Saat ini muncul perbedaan pendapat tentang sebutan milenium. Padahal, bila teliti, masalahnya sama: tepatkah 1 Januari 2000 sebagai awal abad 21 atau awal milenium ke tiga? Tampaknya sebutan milemiun yang datangnya seribu tahun sekali lebih menarik perhatian dan keingintahuan banyak orang.

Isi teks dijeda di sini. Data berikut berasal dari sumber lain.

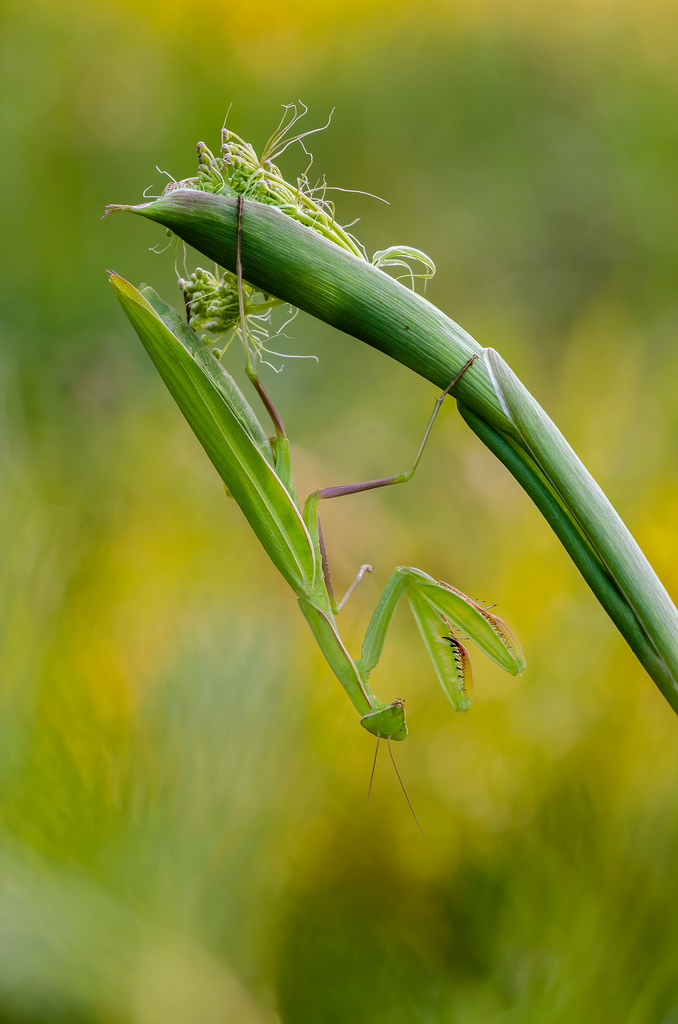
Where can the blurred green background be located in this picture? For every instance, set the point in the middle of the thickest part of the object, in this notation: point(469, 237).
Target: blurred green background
point(184, 836)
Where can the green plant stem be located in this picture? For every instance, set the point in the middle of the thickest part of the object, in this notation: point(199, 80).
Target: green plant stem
point(299, 266)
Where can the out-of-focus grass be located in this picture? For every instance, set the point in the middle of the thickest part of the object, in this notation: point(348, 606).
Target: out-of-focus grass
point(184, 834)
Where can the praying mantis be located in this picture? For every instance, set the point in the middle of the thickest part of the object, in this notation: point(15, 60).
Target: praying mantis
point(257, 472)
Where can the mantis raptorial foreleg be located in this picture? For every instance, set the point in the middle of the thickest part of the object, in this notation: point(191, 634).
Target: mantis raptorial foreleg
point(384, 481)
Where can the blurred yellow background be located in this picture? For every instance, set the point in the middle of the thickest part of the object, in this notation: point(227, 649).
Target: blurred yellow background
point(182, 783)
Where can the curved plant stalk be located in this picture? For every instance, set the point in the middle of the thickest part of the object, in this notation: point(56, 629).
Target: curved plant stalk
point(284, 258)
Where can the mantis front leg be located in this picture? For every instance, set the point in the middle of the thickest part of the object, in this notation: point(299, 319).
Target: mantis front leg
point(438, 610)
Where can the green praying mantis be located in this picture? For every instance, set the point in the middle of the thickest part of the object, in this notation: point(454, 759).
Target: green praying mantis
point(257, 473)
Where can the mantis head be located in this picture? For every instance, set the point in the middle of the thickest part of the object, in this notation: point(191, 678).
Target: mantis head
point(386, 722)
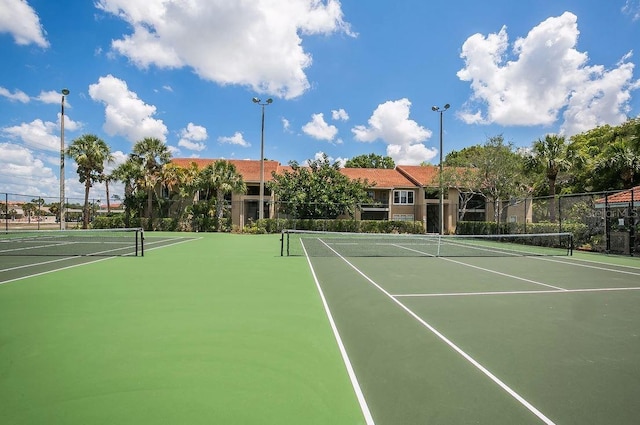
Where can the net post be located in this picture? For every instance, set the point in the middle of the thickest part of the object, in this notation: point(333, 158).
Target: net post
point(141, 242)
point(282, 243)
point(288, 236)
point(571, 244)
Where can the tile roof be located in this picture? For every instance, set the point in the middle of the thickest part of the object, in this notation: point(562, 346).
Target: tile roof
point(422, 175)
point(622, 197)
point(383, 178)
point(401, 176)
point(248, 168)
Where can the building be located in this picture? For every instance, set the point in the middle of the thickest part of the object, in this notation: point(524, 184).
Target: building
point(406, 193)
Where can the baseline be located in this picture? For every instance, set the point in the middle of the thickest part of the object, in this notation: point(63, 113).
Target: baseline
point(450, 343)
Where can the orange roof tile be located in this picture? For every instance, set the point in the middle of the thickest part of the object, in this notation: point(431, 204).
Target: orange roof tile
point(624, 196)
point(248, 168)
point(383, 178)
point(422, 175)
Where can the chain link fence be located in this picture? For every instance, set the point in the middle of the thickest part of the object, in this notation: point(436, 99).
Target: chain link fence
point(600, 221)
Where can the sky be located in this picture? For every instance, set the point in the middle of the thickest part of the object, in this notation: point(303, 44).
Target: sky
point(347, 78)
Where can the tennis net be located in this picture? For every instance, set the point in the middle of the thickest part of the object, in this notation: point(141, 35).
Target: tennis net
point(322, 244)
point(64, 243)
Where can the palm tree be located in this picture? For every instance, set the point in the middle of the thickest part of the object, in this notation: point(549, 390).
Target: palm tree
point(152, 154)
point(106, 179)
point(90, 153)
point(222, 178)
point(130, 173)
point(625, 160)
point(550, 154)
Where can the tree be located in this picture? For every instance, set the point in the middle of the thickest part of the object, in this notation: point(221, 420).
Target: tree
point(29, 208)
point(130, 173)
point(106, 179)
point(151, 153)
point(496, 172)
point(90, 153)
point(221, 178)
point(184, 181)
point(318, 191)
point(371, 161)
point(549, 156)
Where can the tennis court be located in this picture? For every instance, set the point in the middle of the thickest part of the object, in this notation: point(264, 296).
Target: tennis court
point(487, 340)
point(218, 328)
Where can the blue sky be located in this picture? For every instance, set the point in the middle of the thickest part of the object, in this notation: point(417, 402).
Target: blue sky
point(347, 77)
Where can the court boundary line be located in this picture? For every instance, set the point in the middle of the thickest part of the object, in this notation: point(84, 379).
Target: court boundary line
point(591, 266)
point(451, 344)
point(566, 291)
point(483, 269)
point(364, 407)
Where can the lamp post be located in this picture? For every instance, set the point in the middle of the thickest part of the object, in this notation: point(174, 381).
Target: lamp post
point(65, 92)
point(261, 204)
point(441, 189)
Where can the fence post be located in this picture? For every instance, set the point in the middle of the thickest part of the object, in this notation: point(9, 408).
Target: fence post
point(632, 226)
point(559, 214)
point(607, 223)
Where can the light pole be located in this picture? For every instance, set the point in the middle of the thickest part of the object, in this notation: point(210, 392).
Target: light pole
point(65, 92)
point(261, 204)
point(441, 189)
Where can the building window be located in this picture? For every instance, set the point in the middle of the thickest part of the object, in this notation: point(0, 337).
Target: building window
point(403, 197)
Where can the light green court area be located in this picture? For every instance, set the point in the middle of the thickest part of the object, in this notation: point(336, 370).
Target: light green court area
point(216, 330)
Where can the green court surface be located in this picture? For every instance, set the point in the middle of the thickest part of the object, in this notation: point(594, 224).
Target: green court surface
point(218, 328)
point(211, 330)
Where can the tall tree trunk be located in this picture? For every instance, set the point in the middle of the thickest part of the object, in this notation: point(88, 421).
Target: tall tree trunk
point(552, 201)
point(106, 185)
point(85, 218)
point(219, 208)
point(150, 207)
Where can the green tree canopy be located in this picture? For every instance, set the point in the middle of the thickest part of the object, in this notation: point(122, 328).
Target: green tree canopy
point(318, 190)
point(90, 153)
point(497, 172)
point(152, 154)
point(371, 161)
point(548, 158)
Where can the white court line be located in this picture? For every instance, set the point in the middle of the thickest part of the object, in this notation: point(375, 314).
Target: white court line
point(566, 291)
point(487, 270)
point(589, 266)
point(36, 264)
point(345, 357)
point(447, 341)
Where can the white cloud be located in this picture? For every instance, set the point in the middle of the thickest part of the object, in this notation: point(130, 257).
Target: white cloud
point(21, 21)
point(632, 8)
point(37, 134)
point(319, 129)
point(223, 41)
point(22, 173)
point(390, 123)
point(543, 76)
point(125, 114)
point(286, 125)
point(236, 139)
point(17, 95)
point(192, 137)
point(339, 115)
point(53, 97)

Apakah pangkal semua persoalan perbedaan pendapat ini? Saya berpendapat, pangkal masalah adalah angka nol (0).




Nol

Para perancang komputer tidak mengantisipasi angka nol ketika mendefinisikan tahun dengan dua bilangan terakhir. Pada sistem yang lama tersebut, misalnya tahun 1999 hanya ditulis 99. Menjelang tahun 2000 baru disadari bahwa sistem lama masih terpakai dan bisa berakibat fatal salah interpretasi data bila tahun 2000 hanya tertulis 00. Program-program yang menggunakan tanggal dari komputer akan menafsirkan tahun 00 itu sebagai tahun 1900, bukan tahun 2000. Tentu bisa mengacaukan data-data dan aktivitas yang terkait dengan tanggal dalam sistem komputer.

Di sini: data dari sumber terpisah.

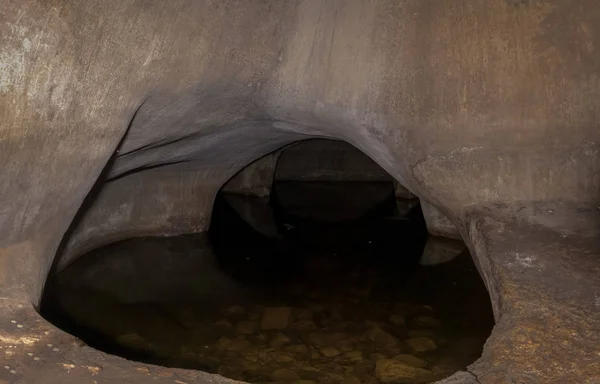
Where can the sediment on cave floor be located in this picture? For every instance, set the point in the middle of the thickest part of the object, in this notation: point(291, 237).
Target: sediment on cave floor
point(324, 301)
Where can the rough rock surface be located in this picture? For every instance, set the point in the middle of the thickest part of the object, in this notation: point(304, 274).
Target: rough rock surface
point(487, 109)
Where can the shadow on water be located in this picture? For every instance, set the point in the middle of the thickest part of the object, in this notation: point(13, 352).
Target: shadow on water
point(283, 293)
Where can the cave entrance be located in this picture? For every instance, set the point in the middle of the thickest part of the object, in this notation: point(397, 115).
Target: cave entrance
point(312, 272)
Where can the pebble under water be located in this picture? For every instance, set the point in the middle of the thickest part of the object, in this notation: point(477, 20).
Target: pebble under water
point(321, 302)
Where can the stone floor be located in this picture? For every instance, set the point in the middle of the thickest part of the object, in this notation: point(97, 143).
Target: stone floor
point(349, 313)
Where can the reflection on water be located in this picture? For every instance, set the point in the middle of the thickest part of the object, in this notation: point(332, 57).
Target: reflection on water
point(321, 301)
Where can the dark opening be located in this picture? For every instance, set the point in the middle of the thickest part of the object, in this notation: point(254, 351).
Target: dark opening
point(319, 282)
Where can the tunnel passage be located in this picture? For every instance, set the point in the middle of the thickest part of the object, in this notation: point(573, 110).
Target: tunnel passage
point(309, 271)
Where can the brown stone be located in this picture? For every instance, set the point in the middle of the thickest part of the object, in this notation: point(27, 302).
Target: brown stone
point(421, 344)
point(278, 340)
point(398, 320)
point(382, 338)
point(397, 372)
point(329, 351)
point(285, 375)
point(425, 322)
point(275, 318)
point(246, 327)
point(411, 360)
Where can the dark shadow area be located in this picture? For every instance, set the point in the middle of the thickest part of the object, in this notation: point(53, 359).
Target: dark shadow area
point(320, 299)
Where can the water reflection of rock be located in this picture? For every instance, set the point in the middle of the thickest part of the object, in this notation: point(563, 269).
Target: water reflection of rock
point(326, 304)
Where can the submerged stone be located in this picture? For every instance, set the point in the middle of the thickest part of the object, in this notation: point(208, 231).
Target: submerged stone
point(275, 318)
point(397, 372)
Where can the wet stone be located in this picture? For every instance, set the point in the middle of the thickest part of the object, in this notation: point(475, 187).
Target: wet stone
point(285, 375)
point(421, 344)
point(381, 337)
point(397, 372)
point(279, 340)
point(330, 351)
point(275, 318)
point(246, 327)
point(398, 320)
point(411, 360)
point(356, 327)
point(425, 322)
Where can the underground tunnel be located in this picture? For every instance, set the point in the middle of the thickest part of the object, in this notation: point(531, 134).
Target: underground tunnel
point(197, 153)
point(317, 267)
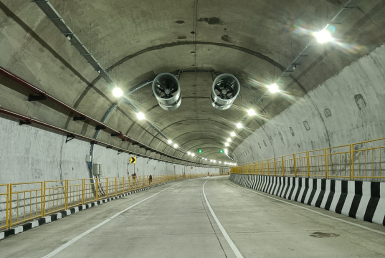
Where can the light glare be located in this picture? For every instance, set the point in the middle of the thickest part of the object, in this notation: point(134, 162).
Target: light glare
point(251, 112)
point(140, 116)
point(117, 92)
point(323, 36)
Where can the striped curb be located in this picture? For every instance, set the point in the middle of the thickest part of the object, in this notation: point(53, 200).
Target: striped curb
point(65, 213)
point(356, 199)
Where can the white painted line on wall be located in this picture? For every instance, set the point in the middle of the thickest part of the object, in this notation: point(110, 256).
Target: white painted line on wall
point(224, 233)
point(319, 213)
point(73, 240)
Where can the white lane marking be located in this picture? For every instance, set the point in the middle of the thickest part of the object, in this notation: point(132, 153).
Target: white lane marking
point(319, 213)
point(224, 233)
point(73, 240)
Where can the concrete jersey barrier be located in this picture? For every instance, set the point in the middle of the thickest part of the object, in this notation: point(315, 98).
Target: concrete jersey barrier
point(356, 199)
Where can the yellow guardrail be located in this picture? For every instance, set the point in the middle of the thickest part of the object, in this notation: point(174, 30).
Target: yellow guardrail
point(27, 201)
point(4, 204)
point(362, 160)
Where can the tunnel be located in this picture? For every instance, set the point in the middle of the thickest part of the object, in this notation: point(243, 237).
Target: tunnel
point(192, 128)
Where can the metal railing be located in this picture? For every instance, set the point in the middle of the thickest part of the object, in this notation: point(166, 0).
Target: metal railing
point(362, 160)
point(21, 202)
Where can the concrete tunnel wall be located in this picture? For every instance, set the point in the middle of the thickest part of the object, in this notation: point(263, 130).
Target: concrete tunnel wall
point(33, 154)
point(347, 108)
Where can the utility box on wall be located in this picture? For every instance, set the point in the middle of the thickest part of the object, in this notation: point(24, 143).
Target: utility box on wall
point(97, 169)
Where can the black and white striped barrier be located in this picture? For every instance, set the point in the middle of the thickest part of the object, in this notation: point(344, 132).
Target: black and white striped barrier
point(356, 199)
point(62, 214)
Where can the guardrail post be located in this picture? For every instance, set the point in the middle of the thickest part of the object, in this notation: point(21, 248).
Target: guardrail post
point(7, 212)
point(66, 194)
point(96, 180)
point(10, 205)
point(308, 165)
point(116, 186)
point(275, 168)
point(351, 162)
point(295, 167)
point(43, 198)
point(107, 188)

Lain soal dengan penetapan kelender. Orang dahulu menetapkan tahun untuk kalender, baik syamsiah (berdasarkan matahari) maupun qamariyah (berdasarkan bulan), bermula dari angka 1. Hari pertama kalender Masehi adalah Sabtu, 1 Januari 1. Kalender Hijriyah pun demikian, diawali 1 Muharram 1. Sampai pertengahan abad 9 orang belum mengenal angka nol. Jadi, bukan karena melupakan angka nol, melainkan karena memang saat itu belum tahu.

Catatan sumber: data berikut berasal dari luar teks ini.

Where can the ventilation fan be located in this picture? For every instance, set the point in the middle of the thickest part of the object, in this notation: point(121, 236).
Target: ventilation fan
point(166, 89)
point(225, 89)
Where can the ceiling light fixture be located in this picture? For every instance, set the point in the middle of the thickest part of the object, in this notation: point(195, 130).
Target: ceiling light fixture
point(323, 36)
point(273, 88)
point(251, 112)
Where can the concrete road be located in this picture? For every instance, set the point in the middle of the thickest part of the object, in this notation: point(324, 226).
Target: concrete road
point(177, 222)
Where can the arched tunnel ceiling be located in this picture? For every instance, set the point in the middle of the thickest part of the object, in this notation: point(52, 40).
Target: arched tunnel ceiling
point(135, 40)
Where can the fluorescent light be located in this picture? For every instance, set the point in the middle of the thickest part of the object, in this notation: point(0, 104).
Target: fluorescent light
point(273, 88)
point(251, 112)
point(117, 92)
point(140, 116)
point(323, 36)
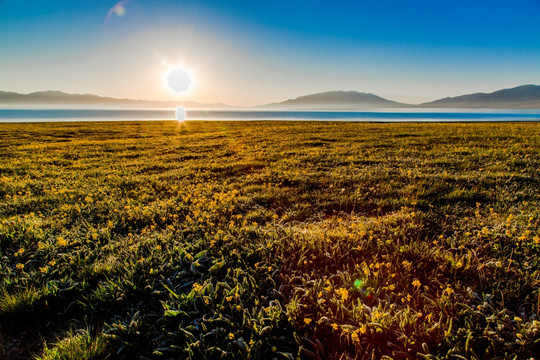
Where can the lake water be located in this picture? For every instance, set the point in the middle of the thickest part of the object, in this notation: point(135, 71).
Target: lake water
point(399, 115)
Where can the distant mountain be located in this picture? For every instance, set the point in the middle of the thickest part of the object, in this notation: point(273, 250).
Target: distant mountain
point(336, 100)
point(526, 97)
point(62, 99)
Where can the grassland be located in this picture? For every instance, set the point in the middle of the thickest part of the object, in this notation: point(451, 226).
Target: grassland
point(261, 240)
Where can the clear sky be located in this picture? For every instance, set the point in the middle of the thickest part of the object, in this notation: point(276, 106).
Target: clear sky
point(251, 52)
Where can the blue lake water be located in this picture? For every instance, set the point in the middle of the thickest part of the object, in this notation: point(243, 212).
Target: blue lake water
point(403, 115)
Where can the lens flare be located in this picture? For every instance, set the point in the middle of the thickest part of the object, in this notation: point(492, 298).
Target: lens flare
point(178, 80)
point(180, 114)
point(119, 9)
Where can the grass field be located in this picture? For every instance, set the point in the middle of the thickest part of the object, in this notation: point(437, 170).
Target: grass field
point(261, 240)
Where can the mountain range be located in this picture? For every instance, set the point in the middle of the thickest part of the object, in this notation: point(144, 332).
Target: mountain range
point(526, 96)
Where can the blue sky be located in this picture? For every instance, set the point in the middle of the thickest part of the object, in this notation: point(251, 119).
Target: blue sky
point(254, 52)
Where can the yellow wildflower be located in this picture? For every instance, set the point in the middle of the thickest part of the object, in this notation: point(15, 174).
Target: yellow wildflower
point(61, 241)
point(343, 293)
point(448, 291)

Tidak diketahui sejak kapan angka nol ditemukan. Tetapi, dokumen sejarah mencatat naskah tertua yang menuliskan bilangan nol berasal dari India yang ditulis pada tahun 876. Tetapi yang berjasa memperkenalkan angka nol dalam makna ilmiah adalah para ilmuwan Islam Arab yang mewarnai Eropa pada abad 12. Salah satu buktinya adalah penggunaan sebutan zero dalam bahasa Inggris yang berasal dari bahasa Arab shifryang berarti kosong.

Penggunaan angka nol telah dianggap sebagai salah satu penemuan cemerlang dalam sejarah matematika yang berpengaruh luas dalam kebudayaan modern. Sebagian pakar berpendapat bahwa hambatan serius yang dihadapi ahli matematika Yunani dan Romawi kuno dalam perkembangan ilmiahnya adalah ketiadaan simbol nol.

Angka Romawi tidak mengenal angka nol. Bilangan dimulai dengan satu yang dituliskan I. Sepuluh ditulis X, 50 dilambangkan dengan L, 100 dengan C, 500 dengan D, dan 1000 dengan M. Suatu bilangan besar dinyatakan sebagai penambahan (diletakkan disebelah kanannya) atau pengurangan (diletakkan disebelah kirinya) lambang-lambang tersebut. Jadi 1999 dituliskan sebagai 1000 + 900 + 90 + 9 sebagai M+CM+XC+IX menjadi MCMXCIX. Memang tidak praktis, kecuali untuk bilangan kelipatan sederhana lambang-lambang tersebut, seperti 2000 yang cukup dituliskan MM.

Kebudayaan Barat yang belum tersentuh budaya Islam menggunakan angka Romawi tersebut sampai abad 14. Sedangkan Spanyol dan wilayah Eropa lainnya yang bersinggungan dengan budaya Islam sejak abad 12 telah secara luas menggunakan sistem angka Arab (seperti yang kita kenal sekarang: 0, 1, 2,….




Sejarah

Angka nol menjadi masalah juga dalam menelusuri sejarah masa lampau. Ada keterputusan ungkapan tahun sebelum masehi dan sesudah masehi karena tidak dikenalnya tahun nol. Urutan tahun di sekitar pergantian sistem kalender masehi adalah tahun 2 SM (sebelum Masehi), 1 SM, 1 M, 2 M, dan seterusnya. Penulis sejarah matematika, dengan menggunakan notasi matematis menuliskan urutan tahun tersebut sebagai tahun -2, -1, 1, 2, dan seterusnya.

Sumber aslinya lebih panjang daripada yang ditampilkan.